إِنَّا أَعْتَدْنَا لِلْكَافِرِينَ سَلاَسِلَ وَأَغْلاََلاًً وَسَعِيرًا
Artinya   :  Sesungguhnya Kami menyediakan bagi orang-orang kafir rantai, belenggu dan neraka yang menyala-nyala.[37]
Begitu banyak kengerian siksaan yang didapat oleh penghuni neraka, bahkan mereka akan kekal di dalam siksaan itu. Al-Qur’an berulangkali menjelaskan kekekalan neraka, antara lain dalam ayat berikut:
.... مَنْ كَسَبَ سَيِّئَةً وَأَحَاطَتْ بِهِ خَطِيئَتُهُ فَأُولَئِكَ أَصْحَابُ النَّارِ هُمْ فِيهَا خَالِدُونَ
Artinya   :  “…. barangsiapa berbuat dosa dan ia telah diliputi oleh dosanya, mereka itulah penghuni neraka, mereka kekal di dalamnya.”[38]  


B.     Kekekalan Allah dan Kekekalan Akhirat
Al-Qur’an menjelaskan bahwa Allah adalah Dzat yang tidak memiliki sekutu, tidak ada yang sebanding dengan-Nya, dan Dia tidak ada yang patut disembah selain-Nya. Allah berfirman:
.... لَيْسَ كَمِثْلِهِ شَيْءٌ وَهُوَ السَّمِيعُ الْبَصِيرُ
Artinya :    “…. tidak ada sesuatupun yang serupa dengan Dia, dan Dia-lah yang Maha Mendengar dan Melihat.[39]
رَبُّ السَّمَاوَاتِ وَاْلأَرْضِ وَمَا بَيْنَهُمَا فَاعْبُدْهُ وَاصْطَبِرْ لِعِبَادَتِهِ هَلْ تَعْلَمُ لَهُ سَمِيًّا
Artinya :    “Tuhan (yang menguasai) langit dan bumi dan apa-apa yang ada di antara keduanya, maka sembahlah Dia dan berteguh hatilah dalam beribadat kepada-Nya. Apakah kamu mengetahui ada seorang yang sama dengan Dia (yang patut disembah)?”[40]
Namun, dalam al-Qur’an, Allah menjelaskan sifat beberapa makhluk Allah yang kekal. Hal ini tampak pada beberapa ayat tentang kekekalan surga dan neraka. Pada penjelasan selanjutnya akan dibahas mengenai perbedaan keduanya, baik dari sudut pandang al-Qur’an maupun tinjauan teologis-filosofisnya. Namun sebelum itu, akan dikupas terlebih dulu mengenai kekekalan Allah sehingga didapat beberapa pertimbangan dan perbandingan dalam memaknai kekekalan akhirat.
1.      Kekekalan Allah
Al-Qur’an menggunakan setidaknya dua redaksi dalam menjelaskan kekekalan Allah, yakni baqa’ (بقاء) dan hayy (حيّ). Kata (بقاء) berarti kekal sebagai lawan dari musnah, sedangkan hayy (حىّ) berarti hidup sesungguhnya, yakni hidup kekal.
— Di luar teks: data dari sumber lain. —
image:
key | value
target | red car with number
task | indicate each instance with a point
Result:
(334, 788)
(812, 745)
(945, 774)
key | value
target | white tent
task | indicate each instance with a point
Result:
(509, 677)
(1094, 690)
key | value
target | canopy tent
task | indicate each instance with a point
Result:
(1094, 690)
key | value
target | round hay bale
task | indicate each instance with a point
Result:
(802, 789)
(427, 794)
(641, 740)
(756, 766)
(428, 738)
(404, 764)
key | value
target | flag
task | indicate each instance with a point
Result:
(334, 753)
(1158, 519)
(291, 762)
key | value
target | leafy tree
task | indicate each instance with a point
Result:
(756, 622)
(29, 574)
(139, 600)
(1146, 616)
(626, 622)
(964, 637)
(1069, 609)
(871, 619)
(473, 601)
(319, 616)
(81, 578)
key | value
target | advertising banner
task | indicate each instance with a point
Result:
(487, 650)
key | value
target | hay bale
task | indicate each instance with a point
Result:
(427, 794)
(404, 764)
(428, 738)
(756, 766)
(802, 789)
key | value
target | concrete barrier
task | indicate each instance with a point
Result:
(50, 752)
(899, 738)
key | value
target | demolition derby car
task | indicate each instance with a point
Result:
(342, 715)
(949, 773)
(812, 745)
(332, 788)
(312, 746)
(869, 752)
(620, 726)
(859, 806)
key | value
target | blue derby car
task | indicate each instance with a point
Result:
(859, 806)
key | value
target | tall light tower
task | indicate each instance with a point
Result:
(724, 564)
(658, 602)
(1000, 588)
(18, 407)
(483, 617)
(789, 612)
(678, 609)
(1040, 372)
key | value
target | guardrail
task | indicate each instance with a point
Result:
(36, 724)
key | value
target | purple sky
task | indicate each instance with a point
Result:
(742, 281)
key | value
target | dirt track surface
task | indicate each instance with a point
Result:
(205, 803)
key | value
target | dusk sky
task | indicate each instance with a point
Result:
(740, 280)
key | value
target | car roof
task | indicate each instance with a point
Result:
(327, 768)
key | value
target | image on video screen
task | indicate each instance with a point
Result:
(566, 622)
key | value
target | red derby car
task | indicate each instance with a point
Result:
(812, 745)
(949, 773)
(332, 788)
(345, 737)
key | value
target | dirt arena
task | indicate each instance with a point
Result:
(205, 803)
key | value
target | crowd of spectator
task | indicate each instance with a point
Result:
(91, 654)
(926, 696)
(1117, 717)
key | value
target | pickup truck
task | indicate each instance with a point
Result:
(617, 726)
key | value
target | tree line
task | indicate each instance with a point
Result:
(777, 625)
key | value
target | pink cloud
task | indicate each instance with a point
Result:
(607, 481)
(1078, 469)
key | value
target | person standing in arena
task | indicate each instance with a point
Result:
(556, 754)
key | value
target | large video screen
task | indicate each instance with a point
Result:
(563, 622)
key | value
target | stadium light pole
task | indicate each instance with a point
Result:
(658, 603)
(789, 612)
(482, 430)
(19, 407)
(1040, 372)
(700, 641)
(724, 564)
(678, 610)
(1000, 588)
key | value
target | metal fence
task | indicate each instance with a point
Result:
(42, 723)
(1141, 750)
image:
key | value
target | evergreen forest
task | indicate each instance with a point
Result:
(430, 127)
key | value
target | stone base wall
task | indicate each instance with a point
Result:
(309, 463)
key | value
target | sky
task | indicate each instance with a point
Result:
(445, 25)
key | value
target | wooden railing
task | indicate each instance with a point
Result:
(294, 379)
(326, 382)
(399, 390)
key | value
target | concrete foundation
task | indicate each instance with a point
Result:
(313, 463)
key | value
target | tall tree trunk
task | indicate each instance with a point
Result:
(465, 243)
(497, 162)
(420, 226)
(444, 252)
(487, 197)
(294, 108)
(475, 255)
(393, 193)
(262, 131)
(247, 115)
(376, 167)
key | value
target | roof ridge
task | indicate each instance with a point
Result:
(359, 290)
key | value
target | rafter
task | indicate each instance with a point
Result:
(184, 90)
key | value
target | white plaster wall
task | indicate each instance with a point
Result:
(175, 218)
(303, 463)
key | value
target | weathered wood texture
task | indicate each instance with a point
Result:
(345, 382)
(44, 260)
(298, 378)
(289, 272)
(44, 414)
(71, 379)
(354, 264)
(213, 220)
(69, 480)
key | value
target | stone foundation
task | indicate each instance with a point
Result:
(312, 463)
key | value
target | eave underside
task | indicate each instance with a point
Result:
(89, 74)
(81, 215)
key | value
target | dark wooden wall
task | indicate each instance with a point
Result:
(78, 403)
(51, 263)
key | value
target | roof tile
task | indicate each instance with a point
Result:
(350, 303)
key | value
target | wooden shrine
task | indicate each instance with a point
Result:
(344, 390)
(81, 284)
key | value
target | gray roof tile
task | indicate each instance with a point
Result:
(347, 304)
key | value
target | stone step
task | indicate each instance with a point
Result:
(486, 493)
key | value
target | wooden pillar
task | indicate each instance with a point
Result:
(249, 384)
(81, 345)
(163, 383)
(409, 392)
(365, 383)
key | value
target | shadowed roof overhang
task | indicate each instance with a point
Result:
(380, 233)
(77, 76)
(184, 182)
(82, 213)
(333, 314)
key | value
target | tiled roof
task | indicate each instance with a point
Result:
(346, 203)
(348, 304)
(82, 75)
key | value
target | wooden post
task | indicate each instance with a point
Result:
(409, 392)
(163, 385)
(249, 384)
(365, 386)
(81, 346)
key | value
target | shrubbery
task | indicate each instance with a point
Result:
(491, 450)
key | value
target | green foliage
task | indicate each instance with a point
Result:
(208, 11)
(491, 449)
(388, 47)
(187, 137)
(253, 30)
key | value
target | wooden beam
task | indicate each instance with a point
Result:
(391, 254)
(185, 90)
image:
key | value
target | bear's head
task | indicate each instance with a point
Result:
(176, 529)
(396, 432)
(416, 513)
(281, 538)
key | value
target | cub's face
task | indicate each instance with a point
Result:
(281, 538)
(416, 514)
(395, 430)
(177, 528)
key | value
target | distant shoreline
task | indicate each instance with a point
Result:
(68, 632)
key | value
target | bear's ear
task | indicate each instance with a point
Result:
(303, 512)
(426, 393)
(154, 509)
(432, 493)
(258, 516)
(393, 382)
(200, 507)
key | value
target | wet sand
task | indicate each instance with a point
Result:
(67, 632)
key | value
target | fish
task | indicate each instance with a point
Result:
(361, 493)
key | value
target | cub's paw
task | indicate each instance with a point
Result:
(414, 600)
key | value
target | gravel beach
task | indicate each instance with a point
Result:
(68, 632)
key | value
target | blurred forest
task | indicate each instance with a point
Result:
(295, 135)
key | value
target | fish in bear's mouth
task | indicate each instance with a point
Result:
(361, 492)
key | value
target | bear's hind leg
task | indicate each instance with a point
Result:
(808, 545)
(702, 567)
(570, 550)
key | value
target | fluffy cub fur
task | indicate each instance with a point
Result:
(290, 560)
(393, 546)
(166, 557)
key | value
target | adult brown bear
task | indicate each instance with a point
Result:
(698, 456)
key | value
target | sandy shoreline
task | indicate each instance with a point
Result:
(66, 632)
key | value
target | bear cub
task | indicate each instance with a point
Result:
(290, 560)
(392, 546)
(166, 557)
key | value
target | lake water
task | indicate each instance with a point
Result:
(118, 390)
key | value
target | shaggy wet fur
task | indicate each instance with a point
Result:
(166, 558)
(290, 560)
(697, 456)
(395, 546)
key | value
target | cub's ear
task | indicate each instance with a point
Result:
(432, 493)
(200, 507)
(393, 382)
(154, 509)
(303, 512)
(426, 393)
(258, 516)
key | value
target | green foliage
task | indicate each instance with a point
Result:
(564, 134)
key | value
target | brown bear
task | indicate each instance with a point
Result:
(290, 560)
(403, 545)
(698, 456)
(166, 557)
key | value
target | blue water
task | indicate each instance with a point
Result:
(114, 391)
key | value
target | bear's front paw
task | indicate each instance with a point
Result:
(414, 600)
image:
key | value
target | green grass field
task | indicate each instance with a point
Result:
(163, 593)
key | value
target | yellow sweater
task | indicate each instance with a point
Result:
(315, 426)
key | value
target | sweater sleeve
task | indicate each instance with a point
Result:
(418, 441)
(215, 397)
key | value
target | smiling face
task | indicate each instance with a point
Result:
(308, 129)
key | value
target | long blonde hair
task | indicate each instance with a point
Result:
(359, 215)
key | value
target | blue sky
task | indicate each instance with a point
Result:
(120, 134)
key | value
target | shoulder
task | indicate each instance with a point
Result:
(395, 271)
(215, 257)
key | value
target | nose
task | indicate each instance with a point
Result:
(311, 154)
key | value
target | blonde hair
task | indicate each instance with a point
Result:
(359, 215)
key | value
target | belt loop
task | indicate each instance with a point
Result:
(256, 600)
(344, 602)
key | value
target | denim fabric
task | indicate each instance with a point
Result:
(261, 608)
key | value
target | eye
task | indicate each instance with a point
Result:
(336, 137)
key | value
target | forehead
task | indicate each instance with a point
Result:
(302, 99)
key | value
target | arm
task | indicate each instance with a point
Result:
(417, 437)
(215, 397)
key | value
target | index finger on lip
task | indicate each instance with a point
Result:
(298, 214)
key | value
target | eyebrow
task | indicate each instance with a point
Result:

Dalam ayat berikut, dijelaskan bahwa segala sesuatu yang ada di bumi akan musnah, sedangkan Dzat Allah sajalah yang kekal.
كُلُّ مَنْ عَلَيْهَا فَانٍ . وَيَبْقَى وَجْهُ رَبِّكَ ذُو الْجَلاَلِ وَاْلإِكْرَامِ
Artinya   :  “Semua yang ada di bumi itu akan binasa. Dan tetap kekal Dzat Tuhanmu yang mempunyai kebesaran dan kemuliaan.”[41]
Meskipun ayat tersebut berbicara tentang kebinasaan bumi, tapi yang dimaksud adalah kebinasaan alam. Sebab dalam ayat lain juga disinggung tentang kebinasaan segala sesuatu, dan bagi Allah saja segala penentuan waktu kebinasaannya. Ayat berikut menjelaskan hal tersebut:
.... كُلُّ شَيْءٍ هَالِكٌ إِلاَّ وَجْهَهُ لَهُ الْحُكْمُ وَإِلَيْهِ تُرْجَعُونَ
 Artinya :   “…. tiap-tiap sesuatu pasti binasa, kecuali Allah. Bagi-Nyalah segala penentuan, dan hanya kepada-Nyalah kamu dikembalikan.”[42]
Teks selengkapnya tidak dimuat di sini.